尺三寸の五人官女を五つの節句に見立て、各々の節句の代名詞たり得る飾り物を作って持たせるというプランで始めた制作が、全て完成しました。乗っている時というのはこんなもので、どんどん出来上がるのです。
先に、人日の『掛け蓬莱』と重陽の『茱萸嚢』はご覧に入れましたが、画像は上巳の『流水桜橘』(本体8.7cm)、端午の『真の薬玉』(本体15cm)、七夕の『七夕花扇』(29cm)です。それぞれが実物の約3分の1のサイズというだけのことで、作り方や構成は殆ど変わりません。ただ、人形に持たせることですから、多少ずんぐりと丸みを持たせるように作ってはあるのです。
『七夕花扇』に添えた漆塗りの手箱は、花扇を届ける際に"匂い"と呼ばれる花使いの女性が手にする、送り状を入れた箱です。実際にはこんな絵が描かれているわけではないのですが、七夕に合わせて、梶の葉を浮かべた角盥と五色糸を金泥で描いてみました。
箱の寸法は、この七夕花扇のモデルとした住吉広定画『七夕花使図』(奈良県立美術館蔵)の絵からの比率で出してあり、ちょうど6cmの長さになりました。もちろん中には、毛筆で書かれた送り状も入っています。

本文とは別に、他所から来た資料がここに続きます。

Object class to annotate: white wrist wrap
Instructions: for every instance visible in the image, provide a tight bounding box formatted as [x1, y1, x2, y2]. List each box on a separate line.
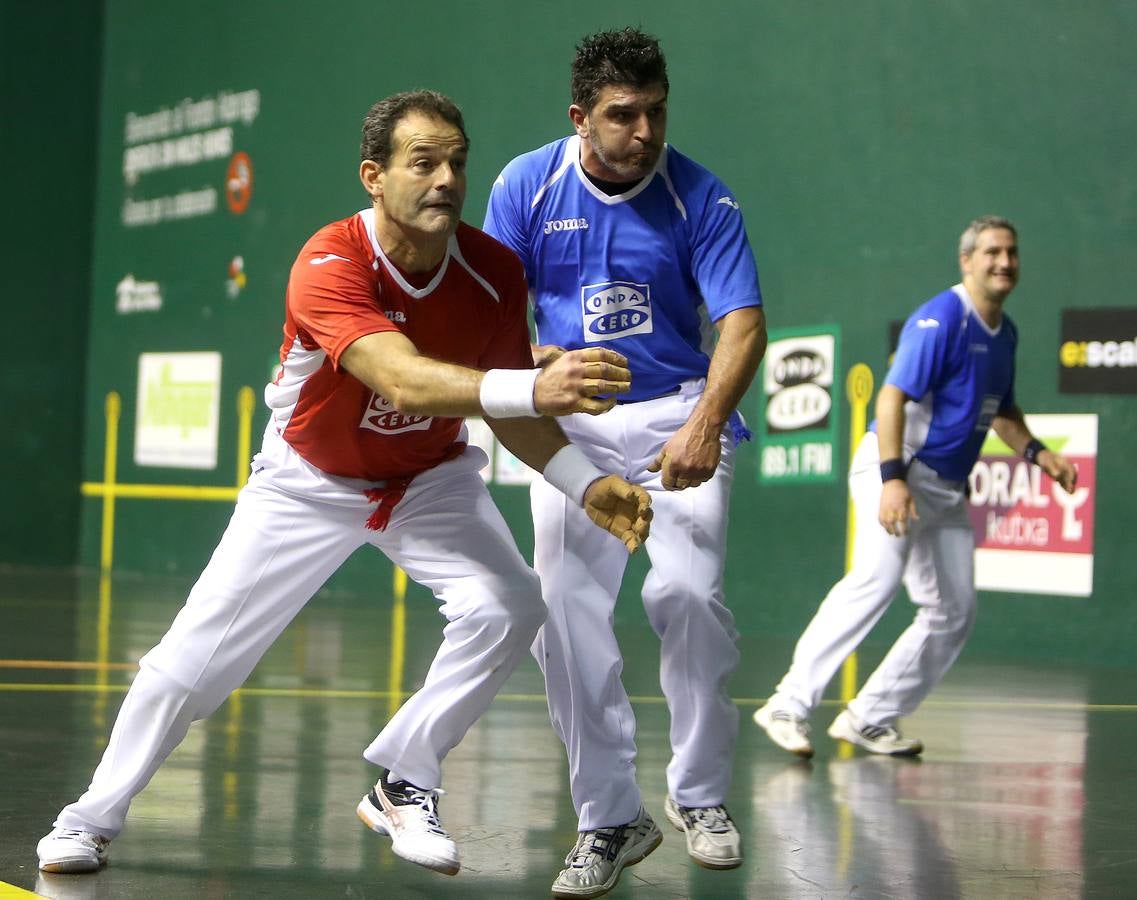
[543, 444, 606, 507]
[479, 368, 541, 419]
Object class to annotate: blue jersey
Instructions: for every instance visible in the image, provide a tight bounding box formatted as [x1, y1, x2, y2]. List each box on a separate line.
[483, 136, 762, 402]
[876, 285, 1018, 482]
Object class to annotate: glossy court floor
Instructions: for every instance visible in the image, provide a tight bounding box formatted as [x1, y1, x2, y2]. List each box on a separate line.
[2, 569, 1134, 899]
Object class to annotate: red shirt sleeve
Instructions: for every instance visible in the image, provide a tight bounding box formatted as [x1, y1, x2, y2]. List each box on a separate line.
[288, 233, 395, 369]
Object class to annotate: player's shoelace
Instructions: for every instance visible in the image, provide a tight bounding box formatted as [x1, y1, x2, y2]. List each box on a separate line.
[56, 829, 101, 846]
[681, 805, 734, 834]
[771, 709, 810, 733]
[60, 829, 106, 846]
[566, 825, 627, 866]
[382, 782, 449, 836]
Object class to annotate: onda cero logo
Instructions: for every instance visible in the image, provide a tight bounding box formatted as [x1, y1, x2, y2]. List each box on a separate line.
[580, 280, 653, 343]
[766, 348, 832, 432]
[360, 393, 432, 435]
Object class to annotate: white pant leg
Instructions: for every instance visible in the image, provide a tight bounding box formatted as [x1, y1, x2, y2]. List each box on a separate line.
[532, 385, 741, 826]
[849, 462, 976, 726]
[531, 471, 634, 830]
[362, 451, 545, 790]
[771, 433, 908, 719]
[641, 440, 739, 810]
[55, 474, 363, 837]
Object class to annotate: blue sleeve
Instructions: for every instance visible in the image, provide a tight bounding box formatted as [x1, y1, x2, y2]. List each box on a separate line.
[483, 166, 533, 278]
[689, 180, 763, 321]
[885, 300, 955, 399]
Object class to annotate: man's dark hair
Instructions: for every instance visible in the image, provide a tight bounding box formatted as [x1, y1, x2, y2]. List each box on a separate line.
[360, 90, 468, 167]
[570, 27, 669, 112]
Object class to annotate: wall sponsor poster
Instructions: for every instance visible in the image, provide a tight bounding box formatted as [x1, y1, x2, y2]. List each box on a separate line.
[758, 326, 840, 484]
[969, 414, 1097, 596]
[1058, 307, 1137, 394]
[121, 88, 261, 228]
[134, 352, 223, 469]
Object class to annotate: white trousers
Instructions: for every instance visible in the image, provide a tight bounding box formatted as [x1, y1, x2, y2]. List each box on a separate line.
[532, 383, 740, 830]
[56, 439, 543, 839]
[771, 432, 977, 727]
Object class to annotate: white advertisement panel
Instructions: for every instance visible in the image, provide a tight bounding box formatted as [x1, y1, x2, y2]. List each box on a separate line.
[134, 352, 223, 469]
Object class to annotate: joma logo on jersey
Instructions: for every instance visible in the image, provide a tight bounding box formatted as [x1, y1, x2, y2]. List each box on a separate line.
[360, 393, 432, 435]
[385, 310, 407, 323]
[580, 281, 653, 342]
[544, 217, 589, 234]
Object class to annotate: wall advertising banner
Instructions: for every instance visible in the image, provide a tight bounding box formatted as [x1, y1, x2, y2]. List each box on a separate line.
[121, 89, 261, 229]
[969, 414, 1097, 596]
[134, 352, 223, 469]
[758, 326, 840, 484]
[1058, 307, 1137, 394]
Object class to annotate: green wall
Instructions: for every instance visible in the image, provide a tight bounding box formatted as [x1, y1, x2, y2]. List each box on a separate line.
[77, 1, 1136, 664]
[1, 0, 102, 567]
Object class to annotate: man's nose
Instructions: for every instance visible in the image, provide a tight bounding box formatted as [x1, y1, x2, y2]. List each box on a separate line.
[436, 163, 460, 188]
[634, 114, 654, 143]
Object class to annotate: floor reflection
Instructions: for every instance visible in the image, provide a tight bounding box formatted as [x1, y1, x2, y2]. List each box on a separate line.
[2, 570, 1133, 899]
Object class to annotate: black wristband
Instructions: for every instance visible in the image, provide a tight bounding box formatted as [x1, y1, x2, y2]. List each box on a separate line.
[879, 458, 908, 483]
[1023, 438, 1047, 466]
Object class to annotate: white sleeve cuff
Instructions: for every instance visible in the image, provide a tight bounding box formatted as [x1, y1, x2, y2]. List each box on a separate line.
[542, 444, 606, 506]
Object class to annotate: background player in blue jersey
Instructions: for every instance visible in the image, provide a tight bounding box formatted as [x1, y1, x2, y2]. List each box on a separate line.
[755, 216, 1077, 759]
[484, 27, 767, 899]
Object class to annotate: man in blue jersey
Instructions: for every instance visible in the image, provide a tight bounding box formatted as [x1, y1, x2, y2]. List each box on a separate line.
[484, 27, 766, 898]
[755, 216, 1077, 759]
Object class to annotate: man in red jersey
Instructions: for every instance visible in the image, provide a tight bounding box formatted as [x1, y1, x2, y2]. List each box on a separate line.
[37, 91, 651, 880]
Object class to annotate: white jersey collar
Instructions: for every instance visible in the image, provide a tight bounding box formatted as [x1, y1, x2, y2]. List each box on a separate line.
[951, 283, 1003, 337]
[569, 134, 660, 205]
[358, 207, 452, 299]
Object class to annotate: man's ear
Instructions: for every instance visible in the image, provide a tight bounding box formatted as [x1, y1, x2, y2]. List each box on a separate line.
[360, 159, 384, 201]
[568, 104, 589, 139]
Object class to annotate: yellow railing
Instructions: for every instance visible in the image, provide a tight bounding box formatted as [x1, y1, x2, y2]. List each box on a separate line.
[841, 363, 874, 709]
[837, 363, 875, 874]
[79, 387, 410, 731]
[81, 387, 258, 573]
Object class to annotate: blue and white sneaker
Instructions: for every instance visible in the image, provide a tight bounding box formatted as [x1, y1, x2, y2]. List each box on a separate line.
[664, 796, 743, 869]
[552, 806, 663, 898]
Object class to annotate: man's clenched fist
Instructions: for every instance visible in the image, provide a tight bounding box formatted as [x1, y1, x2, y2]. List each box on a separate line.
[583, 476, 652, 553]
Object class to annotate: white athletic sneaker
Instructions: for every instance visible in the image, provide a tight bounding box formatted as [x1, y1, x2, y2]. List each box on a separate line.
[663, 796, 742, 869]
[754, 703, 814, 758]
[551, 807, 663, 899]
[356, 772, 460, 875]
[37, 827, 110, 873]
[827, 709, 924, 756]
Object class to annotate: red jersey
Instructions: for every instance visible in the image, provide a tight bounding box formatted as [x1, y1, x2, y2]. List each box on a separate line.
[266, 209, 532, 482]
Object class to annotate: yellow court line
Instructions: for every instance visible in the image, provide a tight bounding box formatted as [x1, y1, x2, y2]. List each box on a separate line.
[1, 681, 1135, 712]
[0, 879, 43, 897]
[0, 659, 136, 670]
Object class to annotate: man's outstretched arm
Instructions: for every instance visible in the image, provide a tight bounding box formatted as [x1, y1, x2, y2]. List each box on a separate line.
[341, 330, 632, 419]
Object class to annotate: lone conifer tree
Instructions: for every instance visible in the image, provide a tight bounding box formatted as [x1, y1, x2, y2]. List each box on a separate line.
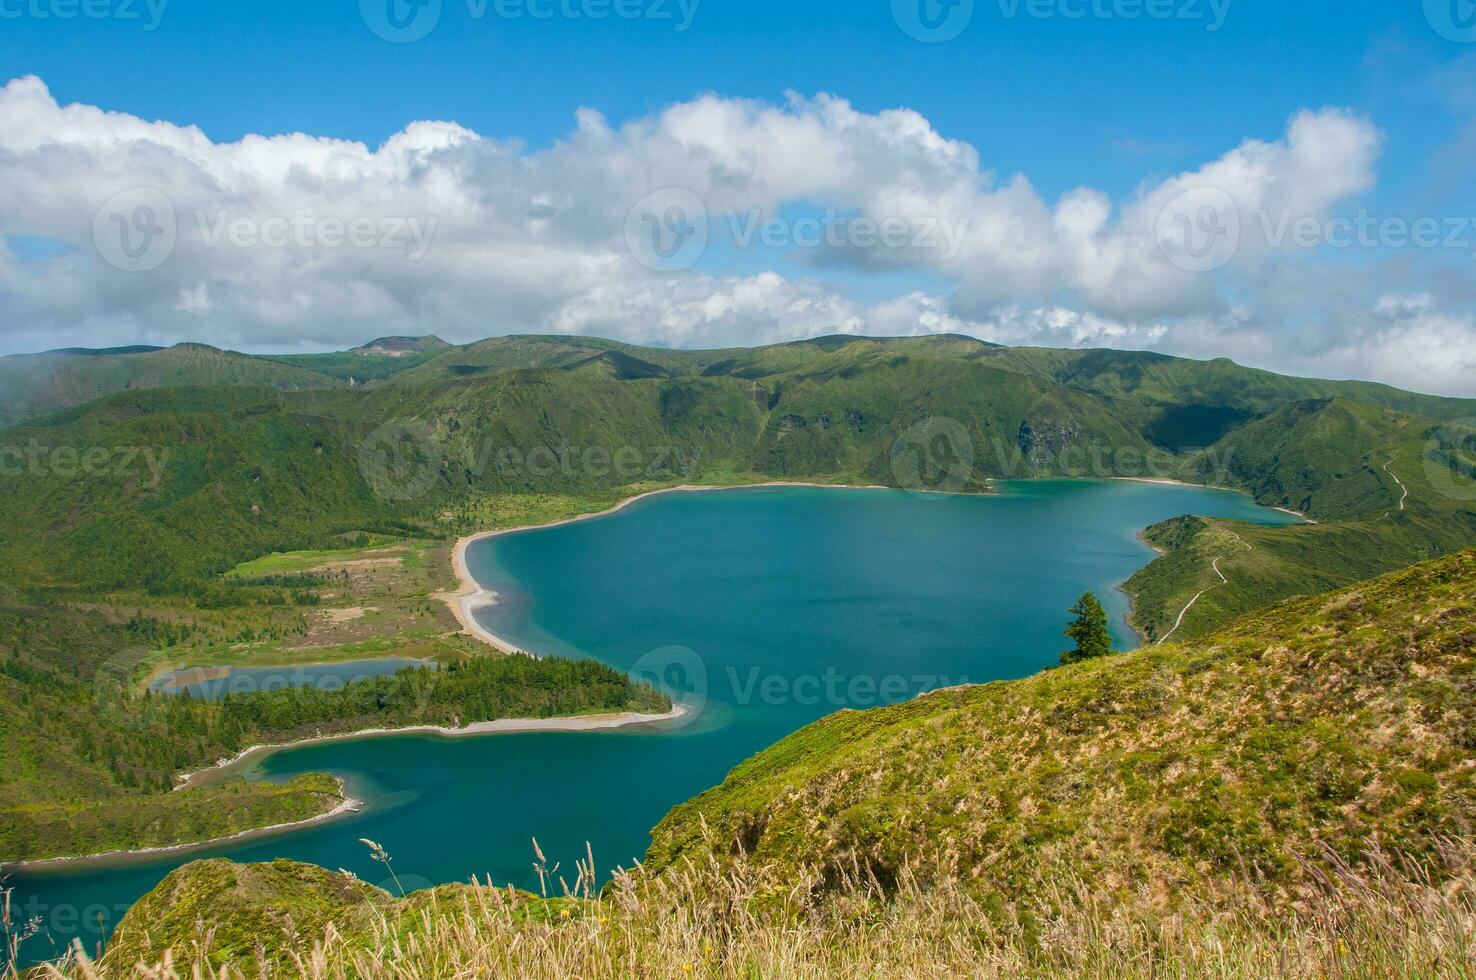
[1060, 592, 1113, 665]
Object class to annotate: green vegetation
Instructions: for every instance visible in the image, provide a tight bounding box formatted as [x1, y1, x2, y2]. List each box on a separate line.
[262, 336, 451, 383]
[1059, 592, 1112, 665]
[1, 630, 665, 863]
[21, 548, 1476, 978]
[1, 331, 1474, 870]
[5, 775, 344, 866]
[0, 343, 336, 425]
[648, 550, 1476, 905]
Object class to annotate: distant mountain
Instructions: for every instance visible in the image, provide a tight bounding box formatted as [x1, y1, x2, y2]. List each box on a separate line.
[261, 336, 452, 384]
[2, 332, 1474, 637]
[352, 336, 450, 357]
[0, 343, 336, 425]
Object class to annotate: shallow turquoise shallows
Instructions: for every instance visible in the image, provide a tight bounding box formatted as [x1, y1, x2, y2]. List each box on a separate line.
[7, 482, 1299, 968]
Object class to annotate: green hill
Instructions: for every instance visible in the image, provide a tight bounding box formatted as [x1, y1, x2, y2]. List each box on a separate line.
[70, 548, 1476, 979]
[0, 344, 338, 425]
[261, 336, 451, 383]
[648, 549, 1476, 901]
[3, 333, 1476, 873]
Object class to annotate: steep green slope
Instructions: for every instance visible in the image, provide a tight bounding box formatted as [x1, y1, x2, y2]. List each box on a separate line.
[648, 549, 1476, 904]
[982, 346, 1476, 434]
[0, 344, 338, 425]
[1125, 412, 1476, 641]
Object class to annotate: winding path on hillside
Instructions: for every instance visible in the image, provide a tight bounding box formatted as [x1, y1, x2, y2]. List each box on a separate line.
[1384, 458, 1408, 516]
[1156, 529, 1252, 646]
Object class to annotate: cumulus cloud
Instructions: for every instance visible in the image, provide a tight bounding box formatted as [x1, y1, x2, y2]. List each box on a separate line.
[0, 75, 1472, 395]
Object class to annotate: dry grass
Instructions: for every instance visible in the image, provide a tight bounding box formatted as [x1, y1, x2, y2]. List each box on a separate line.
[15, 843, 1474, 980]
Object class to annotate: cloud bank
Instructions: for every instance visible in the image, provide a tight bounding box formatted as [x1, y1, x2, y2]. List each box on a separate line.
[1, 76, 1473, 395]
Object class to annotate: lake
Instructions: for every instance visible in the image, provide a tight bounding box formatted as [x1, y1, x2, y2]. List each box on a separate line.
[5, 482, 1300, 968]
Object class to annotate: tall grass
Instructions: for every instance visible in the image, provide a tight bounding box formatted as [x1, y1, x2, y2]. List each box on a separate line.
[14, 842, 1474, 979]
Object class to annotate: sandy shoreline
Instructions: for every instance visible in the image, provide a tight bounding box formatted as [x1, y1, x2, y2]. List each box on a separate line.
[6, 706, 691, 874]
[175, 704, 692, 791]
[442, 482, 888, 654]
[1110, 476, 1317, 523]
[5, 779, 365, 874]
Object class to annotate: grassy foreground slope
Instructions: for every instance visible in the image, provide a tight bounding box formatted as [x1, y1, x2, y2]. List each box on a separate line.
[650, 548, 1476, 903]
[47, 549, 1476, 978]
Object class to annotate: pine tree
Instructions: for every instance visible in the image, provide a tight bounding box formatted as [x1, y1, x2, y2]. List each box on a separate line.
[1060, 592, 1114, 665]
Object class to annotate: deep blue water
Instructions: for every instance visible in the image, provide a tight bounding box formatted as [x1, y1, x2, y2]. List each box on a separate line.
[5, 482, 1298, 968]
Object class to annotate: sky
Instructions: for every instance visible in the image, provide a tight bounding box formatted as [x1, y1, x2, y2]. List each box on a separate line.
[1, 0, 1475, 394]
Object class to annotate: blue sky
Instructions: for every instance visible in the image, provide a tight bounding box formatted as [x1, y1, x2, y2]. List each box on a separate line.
[1, 0, 1475, 392]
[3, 0, 1467, 202]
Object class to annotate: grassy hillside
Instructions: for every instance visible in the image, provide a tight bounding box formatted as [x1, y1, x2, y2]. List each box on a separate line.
[263, 336, 451, 383]
[648, 549, 1476, 902]
[0, 344, 338, 425]
[36, 549, 1476, 978]
[3, 333, 1475, 866]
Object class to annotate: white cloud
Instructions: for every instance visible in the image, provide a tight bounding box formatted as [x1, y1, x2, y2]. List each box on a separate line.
[0, 75, 1472, 395]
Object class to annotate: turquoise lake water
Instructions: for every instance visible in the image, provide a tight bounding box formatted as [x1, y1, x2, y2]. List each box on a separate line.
[6, 482, 1300, 967]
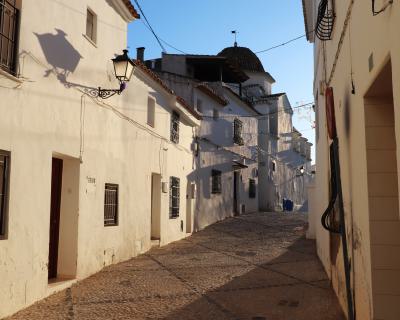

以前三宝に載せて官女に持たせた極小の五節句飾りと違って、これくらいのサイズがあれば、大きさからの限界から「ここまでしか出来ない」といった欲求不満を募らせる事もありませんでしたし、小ささを感じさせずに実物を彷彿とさせる飾り物に出来たのではないかと思っています。
まだ官女に持たせてはいないので、『掛け蓬莱』や『茱萸嚢』のように上手く嵌ってくれるかどうかは分かりませんが、最も問題なのは五人がこの飾りを持って並んだ時、煩雑に過ぎはしないかという事なのです。
とは言うものの、残念ながら今年もまた雛飾りの予定も持てず、桃の節句の到来にも箱の中で過ごしてもらわなくてはならない雛たちですから、確認のために手にさせてみる機会には必ず写真に残し、ささやかながら晴れの舞台にしたいと考えています。